Reconquérir le Reich ? : le Vatican et l'Allemagne de Weimar, des nonciatures Pacelli au Reichskonkordat (1919-1934)

par Marie Levant

Thèse de doctorat en Histoire

Sous la direction de Fabrice Bouthillon.

Soutenue le 12-12-2012

à Brest en cotutelle avec l'Università degli studi La Sapienza (Rome) , dans le cadre de École doctorale Sciences humaines et sociales (Rennes) , en partenariat avec Centre de recherche bretonne et celtique (laboratoire) .

Le président du jury était Édouard Husson.

Le jury était composé de Fabrice Bouthillon, Édouard Husson, Alberto Melloni, Philippe Chenaux, Horst Möller, Yvon Tranvouez.

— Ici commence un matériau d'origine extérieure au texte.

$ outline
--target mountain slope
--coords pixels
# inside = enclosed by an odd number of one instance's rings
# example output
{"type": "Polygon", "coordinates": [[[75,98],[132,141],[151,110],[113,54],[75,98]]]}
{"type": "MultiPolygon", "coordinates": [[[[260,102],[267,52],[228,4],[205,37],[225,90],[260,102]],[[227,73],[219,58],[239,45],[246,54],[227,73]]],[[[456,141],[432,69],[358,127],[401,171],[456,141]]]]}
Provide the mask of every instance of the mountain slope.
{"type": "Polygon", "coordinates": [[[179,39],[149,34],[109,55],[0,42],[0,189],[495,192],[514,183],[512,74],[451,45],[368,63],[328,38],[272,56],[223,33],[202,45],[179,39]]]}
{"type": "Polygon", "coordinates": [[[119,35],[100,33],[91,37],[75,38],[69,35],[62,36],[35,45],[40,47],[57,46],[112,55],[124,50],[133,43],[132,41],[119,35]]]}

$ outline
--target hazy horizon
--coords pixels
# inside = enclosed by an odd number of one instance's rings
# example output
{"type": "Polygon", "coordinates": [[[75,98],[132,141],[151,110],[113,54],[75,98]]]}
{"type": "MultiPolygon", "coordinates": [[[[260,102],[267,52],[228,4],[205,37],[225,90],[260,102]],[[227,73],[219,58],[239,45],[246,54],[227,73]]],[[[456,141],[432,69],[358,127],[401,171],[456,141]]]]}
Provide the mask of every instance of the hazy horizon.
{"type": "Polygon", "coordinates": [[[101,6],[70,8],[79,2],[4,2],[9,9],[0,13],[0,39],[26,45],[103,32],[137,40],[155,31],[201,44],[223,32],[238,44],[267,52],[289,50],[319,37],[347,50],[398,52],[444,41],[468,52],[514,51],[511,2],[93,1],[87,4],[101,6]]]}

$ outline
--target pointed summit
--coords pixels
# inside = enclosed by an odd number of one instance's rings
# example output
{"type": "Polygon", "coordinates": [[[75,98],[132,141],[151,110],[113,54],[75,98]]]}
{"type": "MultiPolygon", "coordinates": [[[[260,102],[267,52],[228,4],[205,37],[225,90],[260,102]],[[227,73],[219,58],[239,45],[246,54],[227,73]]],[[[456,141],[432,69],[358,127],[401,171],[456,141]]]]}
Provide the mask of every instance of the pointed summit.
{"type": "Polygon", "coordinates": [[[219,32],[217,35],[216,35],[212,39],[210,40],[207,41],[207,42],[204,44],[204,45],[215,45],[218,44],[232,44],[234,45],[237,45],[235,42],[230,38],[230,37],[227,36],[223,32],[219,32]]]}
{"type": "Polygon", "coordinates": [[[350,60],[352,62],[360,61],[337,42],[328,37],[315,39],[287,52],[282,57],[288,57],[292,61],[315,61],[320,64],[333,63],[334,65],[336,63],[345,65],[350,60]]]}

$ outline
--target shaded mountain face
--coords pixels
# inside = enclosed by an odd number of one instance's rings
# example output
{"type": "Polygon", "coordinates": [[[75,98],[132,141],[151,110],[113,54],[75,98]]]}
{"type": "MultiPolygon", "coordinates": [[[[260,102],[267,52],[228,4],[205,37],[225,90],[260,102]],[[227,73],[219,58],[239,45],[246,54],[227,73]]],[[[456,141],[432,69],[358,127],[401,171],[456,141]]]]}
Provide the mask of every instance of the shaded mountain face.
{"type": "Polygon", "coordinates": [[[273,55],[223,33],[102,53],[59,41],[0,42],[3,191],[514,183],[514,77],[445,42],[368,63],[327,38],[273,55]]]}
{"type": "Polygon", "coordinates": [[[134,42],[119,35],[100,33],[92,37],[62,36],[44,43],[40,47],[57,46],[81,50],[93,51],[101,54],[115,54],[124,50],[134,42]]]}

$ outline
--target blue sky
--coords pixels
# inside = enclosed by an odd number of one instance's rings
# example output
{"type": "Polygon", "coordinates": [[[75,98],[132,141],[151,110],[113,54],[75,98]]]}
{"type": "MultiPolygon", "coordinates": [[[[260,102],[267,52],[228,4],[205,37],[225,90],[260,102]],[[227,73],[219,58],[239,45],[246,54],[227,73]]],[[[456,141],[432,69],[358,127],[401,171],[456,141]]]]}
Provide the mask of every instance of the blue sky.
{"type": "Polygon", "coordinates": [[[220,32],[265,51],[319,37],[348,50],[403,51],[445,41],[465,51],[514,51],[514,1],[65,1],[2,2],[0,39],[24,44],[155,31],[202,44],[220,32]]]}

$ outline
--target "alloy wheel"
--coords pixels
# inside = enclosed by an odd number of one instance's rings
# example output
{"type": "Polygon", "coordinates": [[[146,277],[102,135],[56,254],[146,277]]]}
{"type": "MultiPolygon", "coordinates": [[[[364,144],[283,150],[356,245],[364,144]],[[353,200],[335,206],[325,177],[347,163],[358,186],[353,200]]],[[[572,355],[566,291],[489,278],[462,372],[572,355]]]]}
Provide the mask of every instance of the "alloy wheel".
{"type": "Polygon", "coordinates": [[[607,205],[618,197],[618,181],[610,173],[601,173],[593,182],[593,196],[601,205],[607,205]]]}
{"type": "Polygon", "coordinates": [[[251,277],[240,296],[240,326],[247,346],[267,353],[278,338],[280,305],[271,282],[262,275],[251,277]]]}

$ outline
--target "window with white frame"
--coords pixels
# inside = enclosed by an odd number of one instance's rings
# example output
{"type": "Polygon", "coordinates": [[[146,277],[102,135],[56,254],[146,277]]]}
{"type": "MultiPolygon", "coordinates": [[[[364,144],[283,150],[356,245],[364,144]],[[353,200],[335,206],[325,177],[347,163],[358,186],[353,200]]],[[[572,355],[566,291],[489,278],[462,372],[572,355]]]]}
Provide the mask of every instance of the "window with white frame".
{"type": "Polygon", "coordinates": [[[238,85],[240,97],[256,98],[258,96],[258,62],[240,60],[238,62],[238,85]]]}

Les rapporteurs étaient Alberto Melloni, Emma Fattorini.


  • Résumé

    La restauration d'une Chrétienté, la conversion des nations à la doctrine chrétienne de l'organisation des hommes en société : telle fut la substance des projets de la papauté de l'entre-deux-guerres. Or, ceux-ci trouvèrent dans l'Allemagne des années Vingt un terrain favorable, dès lors que la jeune République, construite par-dessus l'humiliation de la défaite et le chaos de la Révolution, était plus que fragile. Cette quête eut ses relais : les clercs et les religieux, sur lesquels le Saint-Siège voulut renforcer son contrôle pour romaniser un catholicisme parfois suspect de modernisme ; les œuvres catholiques, dont la relance fut au cœur du pontificat de Pie XI ; le Zentrum, au rôle renforcé par la parlementarisation ; le service diplomatique, dès lors qu'enfin, il fut possible d'installer un nonce à Berlin. Mais l'instrument privilégié de la reconquête devait être le concordat. Après les concordats signés avec quelques Länder, le Concordat du Reich du 20 juillet 1933 devait donc représenter le couronnement de cette politique. Or, la victoire était vide de sens. Loin des ambitions restauratrices qui avaient valu en 1919, le traité n'eut plus qu'une fonction de défense, et encore, d'une efficacité sujette à caution, dès lors que le Führer en transgressa immédiatement les dispositions. La thèse s'arrête finalement à l'été 1934, après la nuit des Longs Couteaux et la mort du président Hindenburg. Ces deux épisodes achevaient la construction du totalitarisme nazi; mais en même temps qu'ils révélaient toute la vanité de l'entreprise restauratrice chrétienne, ils signifiaient aussi pour Rome la fin des illusions quant aux possiblités de canaliser Hitler et le nazisme.


  • Résumé

    My Ph.D thesis is focused on Papal prospects of a Catholic re-conquest, according to the model of the medieval Christianity; that is to say, the papal attempt to place the Roman Church at the heart of society once again, or, in other words, the efforts to restore mutatis mutandi a Christian system, as it was in Europe before the French Revolution. In fact, following the First World War, the situation in Germany offered great possibilities to this kind of Roman policy. We may think about the German needs to get help from the Holy See on the international scene, or the new political order, i.e the Weimar Constitution favorable to Catholic interests and the power gained by political Catholicism. To develop this policy, the Holy See had different means: the ecclesial means, such as bishop's appointments, ecclesiastical formation, theological studies, which were used to romanizzare the german Catholicism and to reinforce roman control over the German Church; second, the means of the Catholic activism, such as religious instruction and education, Catholic lay organizations and Christian political parties. However, the best instrument was certainly the Concordat; and from that point of view, the diplomatic activity was certainly increased by the Nuncio appointed for the first time in Berlin. My thesis ends with the summer of 1934, after the Night of the Long Knives and president Hindenburg's death. Indeed, these two episodes finished the formation of the Nazi Totalitarianism, but they revealed also how vain the Papal policy was. It can be viewed as the beginning of the disillusions in Rome about Hitler and the possibilities of moderating him.